Without doubt some of the most important and significant people in my children’s lives are their biological mother and father. I’ve previously blogged on them describing them as ghosts that lurk in the shadows of our lives and consciousness.
Over the past few weeks other birth family members have begun to step into the light and it has been a very interesting experience for a multitude of reasons.
For whatever reasons we never got the chance to meet birth mum and dad, we said we were willing but it just didn’t come together. Having been filmed for the BBC we knew that we were known to them and had heard through an intermediary there was no animosity towards us. We heard no more for 15 years until this summer when ‘Matilda’ a sibling, younger than Sarah and older than Gracie and Ginger found us.
After the initial whirlwind of discovery slow and careful contact has been made. Culminating a few days ago when Mrs C sat with our children’s birth aunt, a very emotive and profound experience for them both. She was little more than a child at the time of her niece and nephew’s move into care. Hearing the impact that this move and the events and circumstances had on her and the wider family has been a not unexpected revelation.
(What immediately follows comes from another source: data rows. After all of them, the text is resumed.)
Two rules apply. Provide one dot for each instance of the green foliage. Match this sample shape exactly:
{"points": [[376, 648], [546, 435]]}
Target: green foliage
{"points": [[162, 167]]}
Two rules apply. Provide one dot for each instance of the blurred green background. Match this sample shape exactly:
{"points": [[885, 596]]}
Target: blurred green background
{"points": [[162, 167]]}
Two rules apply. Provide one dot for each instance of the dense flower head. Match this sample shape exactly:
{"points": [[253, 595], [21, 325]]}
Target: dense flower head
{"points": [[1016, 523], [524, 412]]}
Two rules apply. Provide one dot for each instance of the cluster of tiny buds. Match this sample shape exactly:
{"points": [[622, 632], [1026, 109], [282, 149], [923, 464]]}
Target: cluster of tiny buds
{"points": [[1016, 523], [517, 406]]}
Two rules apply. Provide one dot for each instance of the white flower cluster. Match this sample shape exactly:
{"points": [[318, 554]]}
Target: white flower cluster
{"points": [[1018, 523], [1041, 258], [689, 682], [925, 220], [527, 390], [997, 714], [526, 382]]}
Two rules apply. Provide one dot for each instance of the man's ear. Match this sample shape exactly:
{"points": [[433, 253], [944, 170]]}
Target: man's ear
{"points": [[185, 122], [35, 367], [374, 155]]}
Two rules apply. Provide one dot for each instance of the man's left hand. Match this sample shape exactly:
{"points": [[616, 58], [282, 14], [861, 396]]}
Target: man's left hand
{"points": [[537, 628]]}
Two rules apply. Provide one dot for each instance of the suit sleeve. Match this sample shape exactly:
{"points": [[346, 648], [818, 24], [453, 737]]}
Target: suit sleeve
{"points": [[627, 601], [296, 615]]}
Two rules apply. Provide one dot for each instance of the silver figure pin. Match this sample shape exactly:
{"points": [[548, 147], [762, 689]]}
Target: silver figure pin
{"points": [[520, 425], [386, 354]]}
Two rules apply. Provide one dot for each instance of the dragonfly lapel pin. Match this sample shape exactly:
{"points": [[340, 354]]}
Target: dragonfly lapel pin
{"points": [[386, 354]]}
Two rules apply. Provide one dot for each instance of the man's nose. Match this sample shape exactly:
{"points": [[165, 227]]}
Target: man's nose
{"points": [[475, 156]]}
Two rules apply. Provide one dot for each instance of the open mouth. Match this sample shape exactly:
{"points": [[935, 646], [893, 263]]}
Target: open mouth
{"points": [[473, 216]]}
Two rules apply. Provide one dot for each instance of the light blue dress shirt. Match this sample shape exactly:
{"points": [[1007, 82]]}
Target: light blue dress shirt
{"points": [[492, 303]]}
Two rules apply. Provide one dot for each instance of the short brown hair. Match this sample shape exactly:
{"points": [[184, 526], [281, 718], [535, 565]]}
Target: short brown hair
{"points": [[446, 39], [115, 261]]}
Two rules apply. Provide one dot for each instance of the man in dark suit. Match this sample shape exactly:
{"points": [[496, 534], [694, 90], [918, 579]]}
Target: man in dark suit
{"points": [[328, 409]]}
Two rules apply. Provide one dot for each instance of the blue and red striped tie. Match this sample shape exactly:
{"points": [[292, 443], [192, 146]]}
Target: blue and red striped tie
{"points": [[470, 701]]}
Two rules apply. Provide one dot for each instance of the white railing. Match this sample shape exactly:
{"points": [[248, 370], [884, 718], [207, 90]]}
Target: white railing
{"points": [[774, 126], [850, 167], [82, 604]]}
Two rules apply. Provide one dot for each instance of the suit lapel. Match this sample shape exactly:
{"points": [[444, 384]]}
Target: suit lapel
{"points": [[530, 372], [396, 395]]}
The stories of the lack of information, the differing version of events, the mess and the pain for the wider birth family and the long term damage the removal caused.
In the midst of it all we hear of our annual letters coming to the family, being passed from member to member bringing news and hope.
Mrs C dutifully wrote the annual letters to Birth Mum and Dad, there was a limited response in the early days but even this dried up after a few years.
However, at the forefront of our minds was the benefit that the letters were for our three. So Mrs C persisted even when there was no response.
Thinking now I can imagine what I would write in their circumstance, how to reply, what to say, what not to say, lives lived in stalled grief and continuing pain. What could they write?
Mrs C would agonise over what to write each year, I would watch TV, if I confess avoiding the task out of laziness and confidence in her wisdom and writing skills.
Mrs C saw it very clearly, we're building for the future, maintaining a positive link, offering hope and trying to ensure that a link could be maintained. We were demonstrating to our children our lack of enmity to their parents through our actions.
As the three grew we would show them the letters and they’d help pick photos we included. It was an opportunity to revisit events, reframe memories and bring context to growing understanding. We would promote empathy and respect , listen to thoughts and feelings.
When Sarah got to 18 and having not had a response in nearly 10 years we stopped.
But Mrs C and the Aunt’s meeting this week justified all the work she’d put in; the chore, the conflicting emotions, the disheartening lack of reply. We know now that the letters found their audience and forged a delicate and essential link. We now that they were eagerly awaited and passed from hand to hand bringing news of children lost.
We aware that we are at the beginning of a new chapter and there have been lots of tears. But we are confident that there is no rush our children have their lives to restore and establish relationships with their first family.
I am grateful as I know that for some children and families the hope of contact is incomprehensible, impractical and dangerous.
For us we always knew that this day would come. Thankfully we had already begun to build bridges.